Elle ne voit pas les champs, elle ne voit pas la ville, elle ne voit pas le port. Elle dédaigne la jetée pour une plage pâle aux mille coquillages qui s'écrasent sous ses pieds sans qu'elle ne pousse un soupir.

Arrivée tout au bord, Jun s'éveille de sa transe. Elle s'étonnerait de se trouver là si, tout d'un coup, elle ne distinguait pas un éclat dans l'eau.

La jeune héritière plisse les yeux et voit, de ses vrais yeux voit, pour la toute première fois, sa sirène.

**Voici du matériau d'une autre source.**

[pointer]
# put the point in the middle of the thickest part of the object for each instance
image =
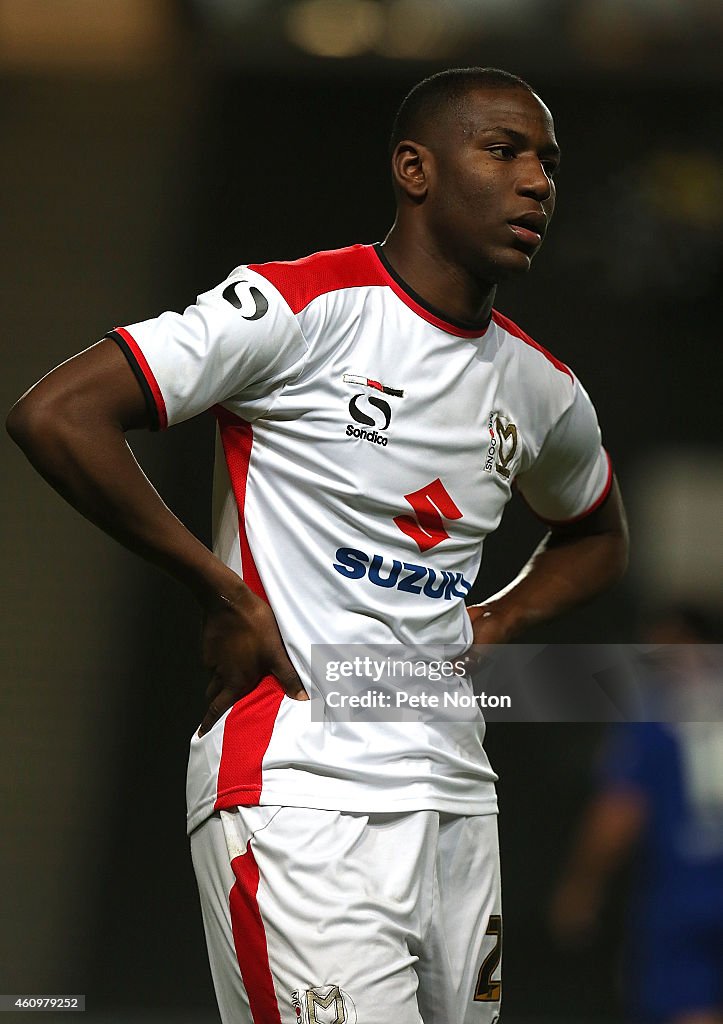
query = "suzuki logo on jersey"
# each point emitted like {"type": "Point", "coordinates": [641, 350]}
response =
{"type": "Point", "coordinates": [503, 444]}
{"type": "Point", "coordinates": [247, 298]}
{"type": "Point", "coordinates": [432, 504]}
{"type": "Point", "coordinates": [406, 577]}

Il, c'est un il elle décide (elle sait, comme elle sait son nom et de quoi rêvent les baleines), se tient à vingt pieds de là, allongé sur les rochers qui affleurent. Elle distingue avec peine ses formes écailleuses et souples, qui se transforment progressivement en peau sombre, qui se confond avec l'obscurité. Elle distingue à peine, dans la clarté lunaire, deux yeux lumineux qui la fixent, et une bouche ouverte. Evidemment qu'elle est ouverte, puisqu'il chante.

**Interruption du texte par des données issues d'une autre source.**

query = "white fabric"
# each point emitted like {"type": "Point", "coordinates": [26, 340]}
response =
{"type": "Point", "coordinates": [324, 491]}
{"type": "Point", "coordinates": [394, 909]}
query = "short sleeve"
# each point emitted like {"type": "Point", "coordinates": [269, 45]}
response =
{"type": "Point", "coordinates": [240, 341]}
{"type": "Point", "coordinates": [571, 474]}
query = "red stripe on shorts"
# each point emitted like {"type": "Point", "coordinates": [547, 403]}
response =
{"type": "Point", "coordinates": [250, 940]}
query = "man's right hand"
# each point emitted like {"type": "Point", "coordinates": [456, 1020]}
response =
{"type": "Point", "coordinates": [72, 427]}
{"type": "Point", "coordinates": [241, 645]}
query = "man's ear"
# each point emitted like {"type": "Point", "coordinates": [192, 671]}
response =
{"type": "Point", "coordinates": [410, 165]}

Jun s'agenouille sur les rochers. Contrairement à ceux de ses rêves, ceux-là ne sont pas coupants. La mer a arrondi leurs angles, a poli leurs arêtes, et Jun peut se pencher sans avoir mal, jusqu'à baisser l'oreille et la laisser toucher l'eau.

Alors elle entend de nouveau les mots. La vague les lui apporte, un à un, clairs et nets et délicieux comme des bonbons. Et tout en les avalant, elle observe sa sirène, son monstre des profondeurs.

Il est vert comme les algues, vert comme la mousse qui couvre les rochers, vert encore comme l'herbe des champs, celle des blés jeunes, pas comme les siens, à elle, plus sombres, plus profonds. Il est vert et il a un sourire plein de perles et elle ne reconnaît rien des tapisseries ou des trophées qui ornent les murs de la maison des Tao. Elle avait bien raison de penser que nul de ceux qui avaient travaillé aux somptueux ornements de la demeure n'avait jamais vu de sirène. Mais aussi, comment attendre de simples mortels qu'ils capturent, que ce soit au harpon ou à l'aiguille, de tels dieux vivants ? Le crayon se serait cassé, le fil se serait perdu. Et jamais harpon n'aurait trouvé le flanc vaseux de la bête.

Il est à couper le souffle, et peut-être bien qu'il lui a coupé. Dans sa tête, Jun ne sent plus que des bulles. Ses réflexes de guerrière sont comme oubliés, atténués, dilués. Elle voit les crocs, pourtant, sait le danger, sait que si elle avance elle ne reviendra jamais.

On ne raconte pas une rencontre avec une sirène.

Jun sourit. A cette heure, le monde entier dort. A cette heure, il n'y a qu'une seule sirène qui ne chante pas que dans les rêves des humains. Ca mérite d'être vécu, une vraie rencontre avec une vraie sirène, le genre qui te regarde comme s'il voulait te danser, t'honorer, te dévorer.

La sirène l'attend. Il ne bouge pas. Ses yeux sont comme deux pierres précieuses qu'elle a envie de porter à ses oreilles.

Lentement, elle met un pied dans l'eau, et s'avance parmi les vagues.